Monday, 18 June 2018

New bell commemorating former president Havel installed in Prague

6 March 2017

Prague, March 5 (CTK) - A crowd of several hundred people watched the transport of a new bell, called Vaclav, commemorating the legacy of former president Vaclav Havel, across much of Prague to the Saint Gall (Havel) Church yesterday.
The bell was blessed in an ecumenical mass served for the victims of totalitarian regimes by Prague Archbishop, Cardinal Dominik Duka.
The money to cast and install the bell was gained within a public collection organised by the Charter 77 Foundation.
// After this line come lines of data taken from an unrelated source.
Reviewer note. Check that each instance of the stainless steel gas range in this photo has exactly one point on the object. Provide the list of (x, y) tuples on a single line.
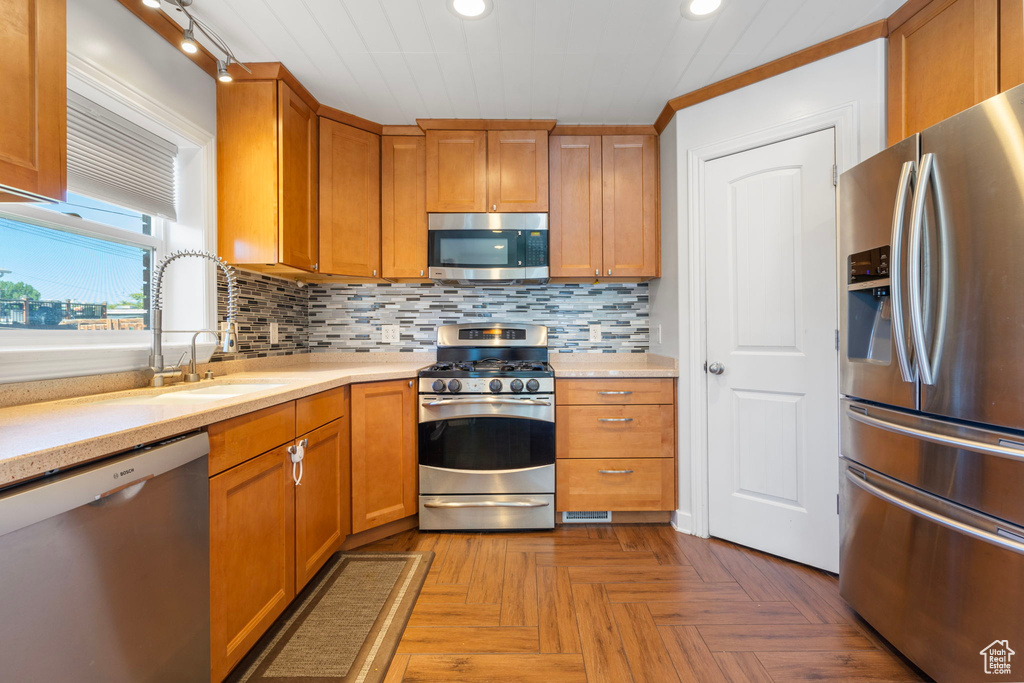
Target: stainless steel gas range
[(487, 429)]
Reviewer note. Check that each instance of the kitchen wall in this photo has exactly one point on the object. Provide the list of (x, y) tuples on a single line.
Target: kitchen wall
[(854, 79), (347, 317), (262, 299)]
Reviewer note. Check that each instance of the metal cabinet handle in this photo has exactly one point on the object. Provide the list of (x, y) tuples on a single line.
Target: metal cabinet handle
[(486, 504), (941, 520), (906, 179)]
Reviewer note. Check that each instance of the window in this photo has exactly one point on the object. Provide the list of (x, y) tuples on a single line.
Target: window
[(85, 266)]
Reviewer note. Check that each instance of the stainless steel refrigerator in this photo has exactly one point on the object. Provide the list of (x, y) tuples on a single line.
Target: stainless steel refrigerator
[(932, 372)]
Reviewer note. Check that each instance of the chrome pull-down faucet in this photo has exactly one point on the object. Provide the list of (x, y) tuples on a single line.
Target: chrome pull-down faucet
[(227, 338)]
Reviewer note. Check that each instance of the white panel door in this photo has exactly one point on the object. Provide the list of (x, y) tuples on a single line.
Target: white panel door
[(773, 411)]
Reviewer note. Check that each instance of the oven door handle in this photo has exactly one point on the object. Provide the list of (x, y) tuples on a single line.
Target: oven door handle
[(486, 504), (485, 401)]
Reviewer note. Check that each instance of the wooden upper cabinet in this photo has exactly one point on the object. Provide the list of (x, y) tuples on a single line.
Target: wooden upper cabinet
[(403, 206), (457, 171), (517, 171), (298, 173), (942, 60), (252, 562), (350, 201), (630, 197), (384, 463), (323, 513), (33, 109), (266, 177), (1011, 43), (576, 225)]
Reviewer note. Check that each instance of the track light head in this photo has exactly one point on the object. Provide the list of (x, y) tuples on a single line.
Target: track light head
[(188, 43), (222, 74)]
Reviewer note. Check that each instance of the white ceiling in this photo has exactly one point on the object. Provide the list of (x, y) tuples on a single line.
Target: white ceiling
[(590, 61)]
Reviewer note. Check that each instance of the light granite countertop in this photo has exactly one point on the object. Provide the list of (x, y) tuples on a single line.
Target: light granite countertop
[(37, 437), (43, 436), (612, 365)]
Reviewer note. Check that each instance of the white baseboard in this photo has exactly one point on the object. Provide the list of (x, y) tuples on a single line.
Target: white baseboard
[(682, 521)]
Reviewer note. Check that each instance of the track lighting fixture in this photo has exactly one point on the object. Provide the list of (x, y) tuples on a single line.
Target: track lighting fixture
[(188, 39), (188, 42), (222, 74)]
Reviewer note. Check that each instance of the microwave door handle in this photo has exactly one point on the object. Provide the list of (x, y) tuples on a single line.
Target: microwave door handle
[(906, 178)]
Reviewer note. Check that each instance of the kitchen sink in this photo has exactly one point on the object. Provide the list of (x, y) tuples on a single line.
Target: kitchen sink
[(200, 395)]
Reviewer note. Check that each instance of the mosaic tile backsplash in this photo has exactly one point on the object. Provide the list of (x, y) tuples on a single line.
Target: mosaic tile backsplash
[(347, 317), (263, 299)]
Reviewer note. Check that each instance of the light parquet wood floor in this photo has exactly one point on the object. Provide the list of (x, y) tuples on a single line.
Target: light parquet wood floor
[(626, 603)]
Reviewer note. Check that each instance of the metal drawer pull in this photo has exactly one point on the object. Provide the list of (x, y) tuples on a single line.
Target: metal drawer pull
[(486, 504)]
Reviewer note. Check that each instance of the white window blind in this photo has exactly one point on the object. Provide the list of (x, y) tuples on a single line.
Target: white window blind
[(112, 159)]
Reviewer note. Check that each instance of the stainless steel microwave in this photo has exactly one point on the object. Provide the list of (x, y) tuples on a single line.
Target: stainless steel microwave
[(487, 248)]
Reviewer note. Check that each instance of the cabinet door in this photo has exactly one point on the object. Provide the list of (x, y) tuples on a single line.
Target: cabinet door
[(403, 206), (941, 60), (384, 461), (350, 201), (517, 170), (252, 554), (457, 171), (630, 176), (576, 206), (33, 110), (322, 504), (297, 175)]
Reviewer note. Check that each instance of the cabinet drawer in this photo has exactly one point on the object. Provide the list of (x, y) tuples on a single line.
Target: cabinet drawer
[(238, 439), (611, 392), (615, 483), (320, 409), (614, 431)]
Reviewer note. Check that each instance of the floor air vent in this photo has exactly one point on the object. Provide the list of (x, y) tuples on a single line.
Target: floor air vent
[(584, 517)]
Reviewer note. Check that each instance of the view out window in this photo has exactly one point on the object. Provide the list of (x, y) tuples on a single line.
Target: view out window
[(83, 265)]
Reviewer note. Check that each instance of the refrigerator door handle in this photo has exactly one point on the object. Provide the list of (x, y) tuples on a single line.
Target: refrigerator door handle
[(929, 178), (934, 517), (906, 178), (999, 450)]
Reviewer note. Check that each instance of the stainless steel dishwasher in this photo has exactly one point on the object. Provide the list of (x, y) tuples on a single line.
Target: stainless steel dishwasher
[(104, 570)]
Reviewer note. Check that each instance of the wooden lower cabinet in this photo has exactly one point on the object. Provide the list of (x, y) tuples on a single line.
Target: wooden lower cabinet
[(323, 513), (615, 483), (252, 567), (384, 463)]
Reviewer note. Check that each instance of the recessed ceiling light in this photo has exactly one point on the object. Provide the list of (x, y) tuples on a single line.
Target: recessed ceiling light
[(470, 9), (699, 9)]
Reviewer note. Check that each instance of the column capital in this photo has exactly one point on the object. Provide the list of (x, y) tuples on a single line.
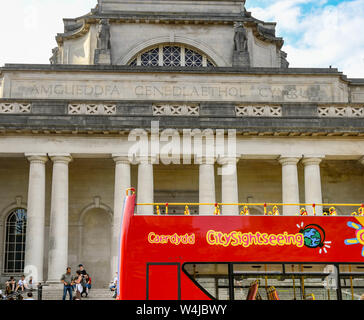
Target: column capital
[(37, 157), (205, 160), (289, 160), (146, 159), (312, 160), (60, 157), (224, 160), (121, 158)]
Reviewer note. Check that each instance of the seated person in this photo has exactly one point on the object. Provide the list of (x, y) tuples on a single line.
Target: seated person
[(87, 285), (113, 283), (10, 286), (29, 296), (22, 284)]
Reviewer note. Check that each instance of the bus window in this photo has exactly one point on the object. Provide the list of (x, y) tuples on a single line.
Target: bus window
[(351, 281), (210, 277), (317, 281)]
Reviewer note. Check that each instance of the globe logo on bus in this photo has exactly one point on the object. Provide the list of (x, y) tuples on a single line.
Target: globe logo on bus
[(314, 237)]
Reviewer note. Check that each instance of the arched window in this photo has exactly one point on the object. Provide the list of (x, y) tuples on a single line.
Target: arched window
[(171, 55), (16, 224)]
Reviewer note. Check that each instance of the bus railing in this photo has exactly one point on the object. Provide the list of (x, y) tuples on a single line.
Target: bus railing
[(330, 208)]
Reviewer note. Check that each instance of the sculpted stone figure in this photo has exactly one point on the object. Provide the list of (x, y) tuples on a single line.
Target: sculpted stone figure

The bell will be ringing for the first time in the Saint Gall Church on the occasion of the end of the anti-totalitarian festival Mene Tekel. This will be followed by other Prague bells that will greet the Vaclav Bell.
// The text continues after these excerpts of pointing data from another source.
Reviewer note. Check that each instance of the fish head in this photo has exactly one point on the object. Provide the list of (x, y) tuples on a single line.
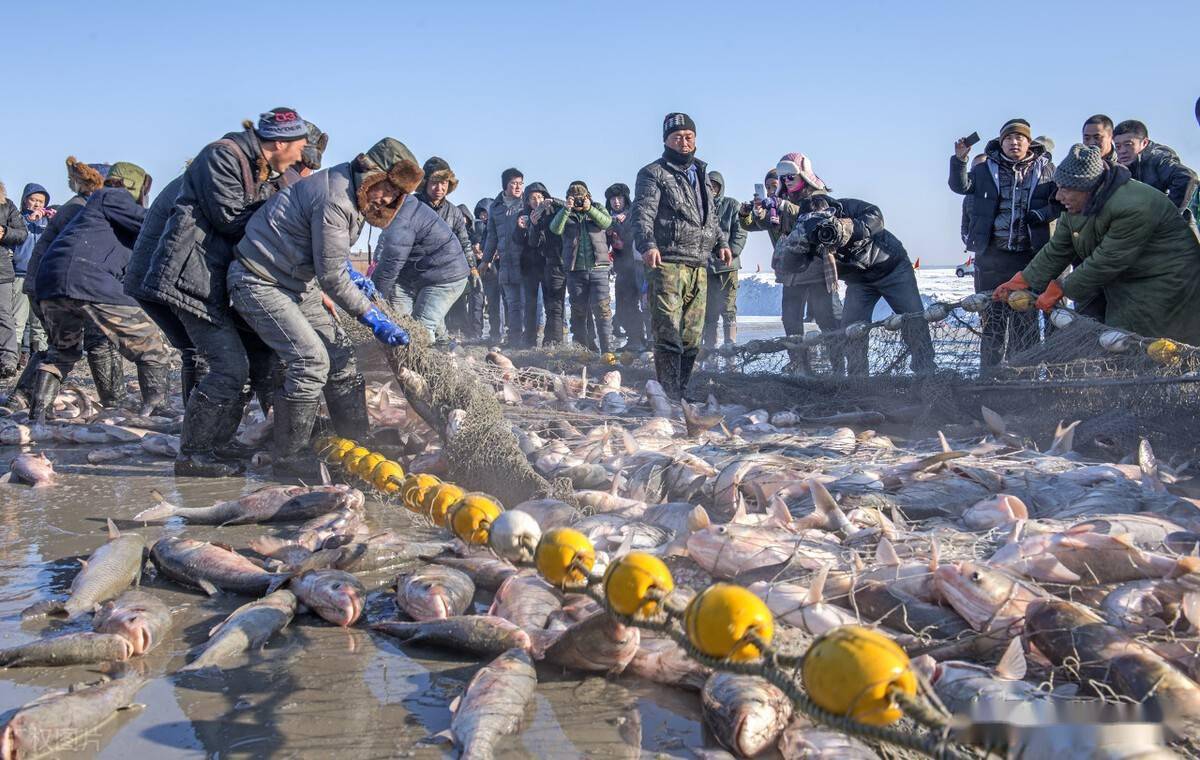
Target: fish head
[(132, 626), (337, 597), (975, 591)]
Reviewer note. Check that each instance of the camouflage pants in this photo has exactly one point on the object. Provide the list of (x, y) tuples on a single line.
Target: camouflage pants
[(137, 337), (723, 304), (678, 294)]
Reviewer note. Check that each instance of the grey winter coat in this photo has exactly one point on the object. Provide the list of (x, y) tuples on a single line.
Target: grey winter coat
[(303, 235), (66, 213), (219, 196), (148, 240), (669, 216), (1159, 167), (15, 233), (732, 233), (499, 246), (419, 250), (453, 216), (983, 185)]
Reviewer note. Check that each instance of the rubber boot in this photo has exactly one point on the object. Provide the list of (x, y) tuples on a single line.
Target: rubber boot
[(687, 361), (666, 366), (227, 447), (293, 456), (202, 424), (187, 373), (108, 371), (22, 393), (46, 389), (347, 401), (154, 382)]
Havel, a leading dissident and playwright, became the first Czechoslovak president after the fall of the communist regime, and he was the first president of the independent Czech Republic in 1993-2003.
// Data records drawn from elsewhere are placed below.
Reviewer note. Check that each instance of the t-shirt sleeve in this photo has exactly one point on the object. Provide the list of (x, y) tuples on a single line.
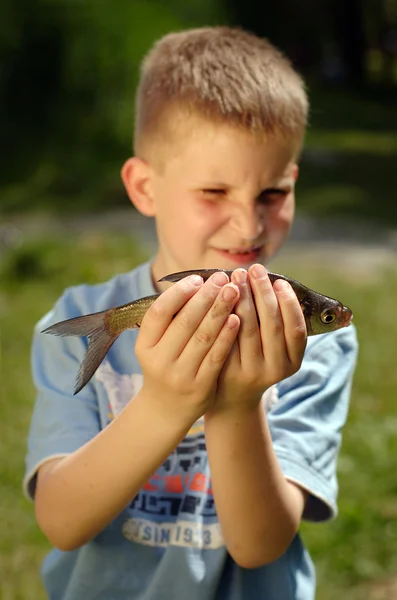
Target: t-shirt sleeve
[(61, 422), (307, 420)]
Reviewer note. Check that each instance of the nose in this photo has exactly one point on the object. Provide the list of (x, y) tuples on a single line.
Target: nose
[(248, 222)]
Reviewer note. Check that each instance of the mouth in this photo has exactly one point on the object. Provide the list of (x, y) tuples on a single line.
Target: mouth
[(242, 255)]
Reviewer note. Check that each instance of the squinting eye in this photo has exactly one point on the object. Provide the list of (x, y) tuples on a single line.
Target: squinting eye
[(327, 317), (272, 195), (214, 192)]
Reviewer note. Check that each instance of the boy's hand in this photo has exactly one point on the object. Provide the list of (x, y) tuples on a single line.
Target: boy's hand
[(181, 356), (270, 343)]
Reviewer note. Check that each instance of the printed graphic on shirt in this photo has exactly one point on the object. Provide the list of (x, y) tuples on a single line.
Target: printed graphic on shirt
[(176, 506)]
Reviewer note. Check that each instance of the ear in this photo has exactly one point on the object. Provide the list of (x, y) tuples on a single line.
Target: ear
[(136, 176)]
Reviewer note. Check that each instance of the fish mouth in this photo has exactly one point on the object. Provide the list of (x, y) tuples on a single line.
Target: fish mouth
[(346, 317)]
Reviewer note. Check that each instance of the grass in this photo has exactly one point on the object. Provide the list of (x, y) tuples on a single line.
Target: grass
[(355, 555)]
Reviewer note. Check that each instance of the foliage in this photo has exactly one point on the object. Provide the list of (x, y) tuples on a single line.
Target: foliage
[(353, 553)]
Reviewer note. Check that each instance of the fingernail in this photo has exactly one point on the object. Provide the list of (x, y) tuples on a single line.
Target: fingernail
[(241, 276), (195, 279), (258, 271), (219, 278), (229, 293)]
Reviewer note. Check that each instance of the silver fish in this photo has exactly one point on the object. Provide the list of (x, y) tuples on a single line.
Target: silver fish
[(322, 315)]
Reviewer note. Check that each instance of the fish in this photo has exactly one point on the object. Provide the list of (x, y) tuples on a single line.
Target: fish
[(322, 314)]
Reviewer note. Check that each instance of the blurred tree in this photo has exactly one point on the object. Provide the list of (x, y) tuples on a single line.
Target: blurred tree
[(67, 81)]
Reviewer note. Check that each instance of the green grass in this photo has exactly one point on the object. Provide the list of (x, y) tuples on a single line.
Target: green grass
[(352, 553)]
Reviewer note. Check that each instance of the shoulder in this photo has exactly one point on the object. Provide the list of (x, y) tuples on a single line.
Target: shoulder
[(328, 364)]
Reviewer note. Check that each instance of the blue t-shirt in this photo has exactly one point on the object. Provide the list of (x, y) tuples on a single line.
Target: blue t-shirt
[(167, 545)]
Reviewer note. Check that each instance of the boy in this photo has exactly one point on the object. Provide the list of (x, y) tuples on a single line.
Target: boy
[(184, 467)]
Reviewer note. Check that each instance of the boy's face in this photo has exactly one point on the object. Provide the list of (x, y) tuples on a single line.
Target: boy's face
[(223, 200)]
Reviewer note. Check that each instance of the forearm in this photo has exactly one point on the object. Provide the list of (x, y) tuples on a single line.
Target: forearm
[(258, 509), (82, 493)]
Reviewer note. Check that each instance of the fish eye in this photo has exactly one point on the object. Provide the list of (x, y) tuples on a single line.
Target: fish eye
[(327, 317)]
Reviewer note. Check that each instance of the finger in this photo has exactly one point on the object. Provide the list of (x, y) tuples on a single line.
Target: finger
[(209, 329), (191, 315), (162, 311), (221, 349), (271, 323), (295, 333), (249, 339)]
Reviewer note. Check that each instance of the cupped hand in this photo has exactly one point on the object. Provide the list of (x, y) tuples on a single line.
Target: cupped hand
[(271, 341), (184, 341)]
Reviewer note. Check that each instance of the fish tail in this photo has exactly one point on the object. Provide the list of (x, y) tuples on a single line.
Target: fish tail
[(99, 341)]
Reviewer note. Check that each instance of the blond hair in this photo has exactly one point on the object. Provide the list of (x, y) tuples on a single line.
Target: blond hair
[(223, 74)]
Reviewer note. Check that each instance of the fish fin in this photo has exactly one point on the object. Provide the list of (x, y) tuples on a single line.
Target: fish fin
[(204, 273), (99, 341)]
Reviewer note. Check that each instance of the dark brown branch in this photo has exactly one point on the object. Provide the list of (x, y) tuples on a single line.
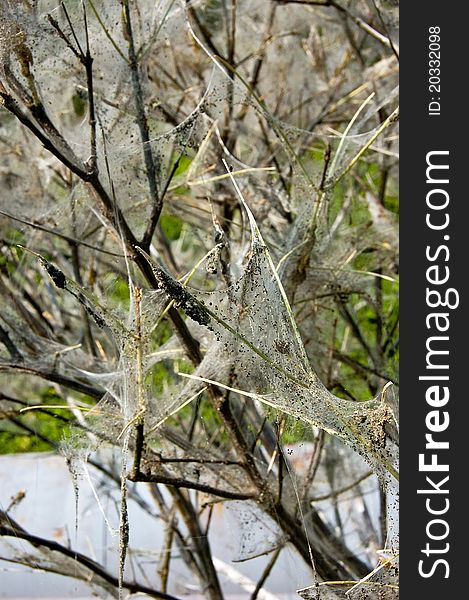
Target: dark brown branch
[(186, 484)]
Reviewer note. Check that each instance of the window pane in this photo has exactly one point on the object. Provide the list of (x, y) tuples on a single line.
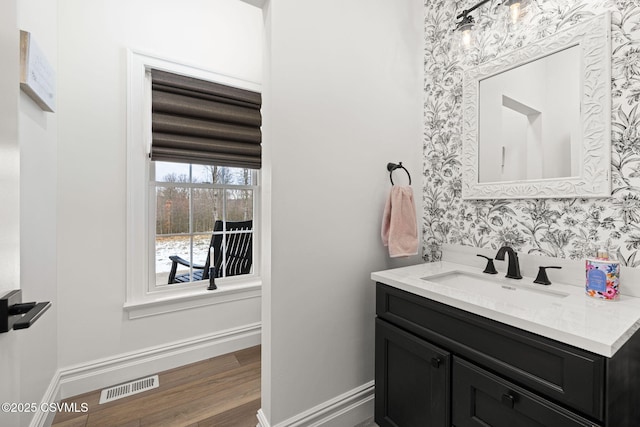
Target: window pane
[(172, 172), (172, 210), (239, 205), (223, 175), (167, 246), (201, 248), (207, 208)]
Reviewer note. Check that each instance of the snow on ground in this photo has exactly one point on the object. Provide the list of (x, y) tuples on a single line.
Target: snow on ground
[(179, 245)]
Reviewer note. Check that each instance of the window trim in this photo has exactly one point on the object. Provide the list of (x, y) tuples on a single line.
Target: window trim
[(142, 299)]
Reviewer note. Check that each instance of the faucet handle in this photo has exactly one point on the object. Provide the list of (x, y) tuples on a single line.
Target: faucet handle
[(490, 268), (542, 278)]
He died in his favourite country house in Hradecek, east Bohemia, on December 18, 2011.
The marchers, many of whom rang their own small bells as a sign of affection for for late Havel, walked from the Hradcanske Square across the medieval Charles Bridge across the Vltava River to the Saint Gall Church.
The costs of the casting and installation of the bell are estimated at roughly 800,000 crowns.
The bell weighs approximately three quarters of a tonne. The collection yielded roughly 1,3 million crowns.
The rest of the money from the collection will be spent on the Vaclav Havel Prize, awarded by the Parliamentary Assembly of the Council of Europe in cooperation with the Charter 77 Foundation and the Vaclav Havel Library.
The bell will be installed in the southern church tower where it has been lacked since World War Two.
The Vaclav Bell will be in the church along with the oldest bell in Prague, called Marie, dating back to 1455.
The church itself was founded in the 13th century.